Putative physiological significance of vasopressin V1a receptor activation in rat pituicytes.

Abstract

Physiological stimuli operative during, for example, dehydration or lactation, induce neurohypophysial astrocytes (pituicytes) to undergo reversible morphological changes, which in turn may modulate the release of vasopressin and oxytocin. To study the molecular mechanisms of this morphological plasticity, we used primary cultures of rat pituicytes. During stimulation with adenosine, pituicytes become stellate, which is characterized by a round, phase-bright soma and complex arborization, implying major cytoskeletal modifications. Following addition of vasopressin or oxytocin, stellate pituicytes revert to a flat shape. The effects of both hormones are mediated by V(1a) receptor activation, which also induces biphasic Ca(2+) (i) signals in pituicytes. Stellation reversal requires Ca(2+)-dependent activation of Cdc42, a small GTPase known to impact on the cytoskeleton. V(1a) receptor activation by vasopressin or oxytocin also stimulates [(3)H]taurine efflux from cultured pituicytes.
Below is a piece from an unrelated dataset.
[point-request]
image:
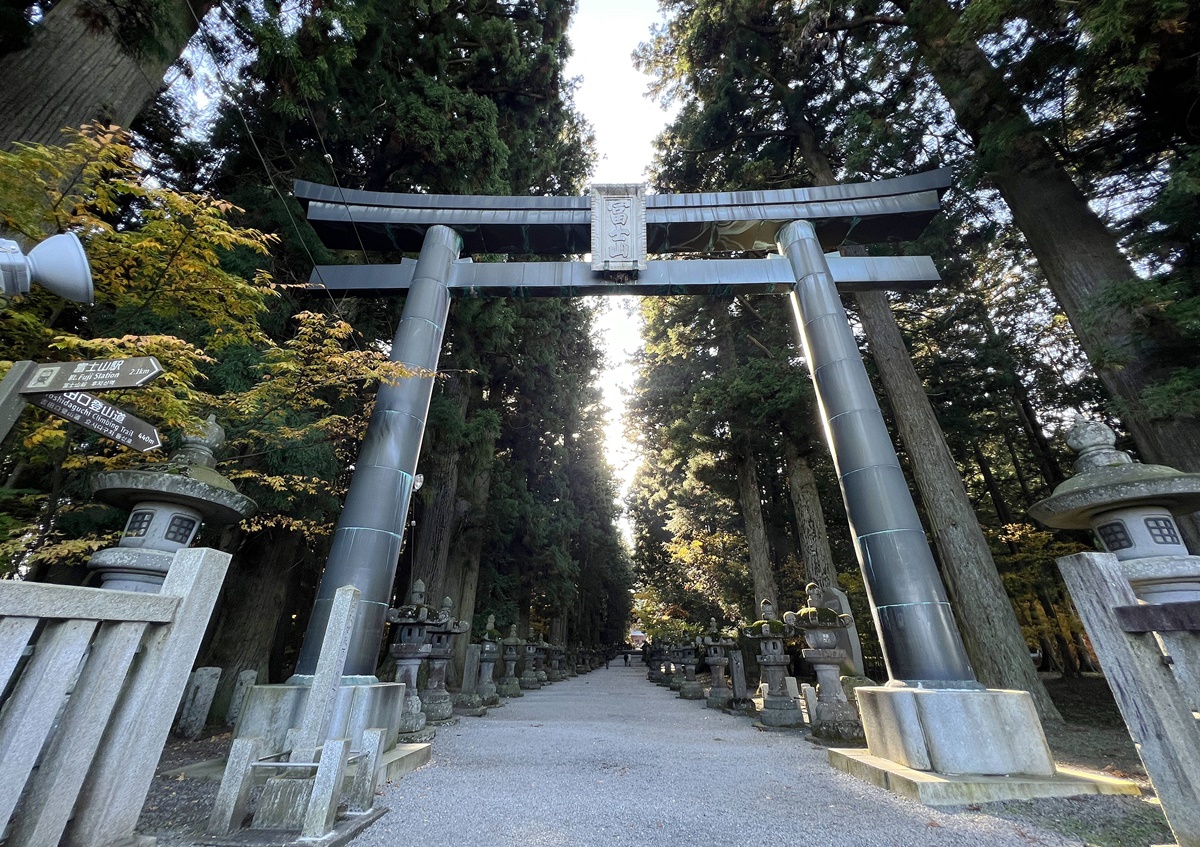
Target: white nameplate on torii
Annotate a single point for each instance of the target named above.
(618, 228)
As taurine inhibits vasopressin output from neurohypophysial terminals, we postulate a negative-feedback mechanism whereby secreted vasopressin limits its own availability. This stop signal might be reinforced by shape changes elicited by vasopressin in pituicytes. These results support the concept that, during specific physiological states, pituicyte V(1a) receptor activation modulates the release of neurohypophysial hormones.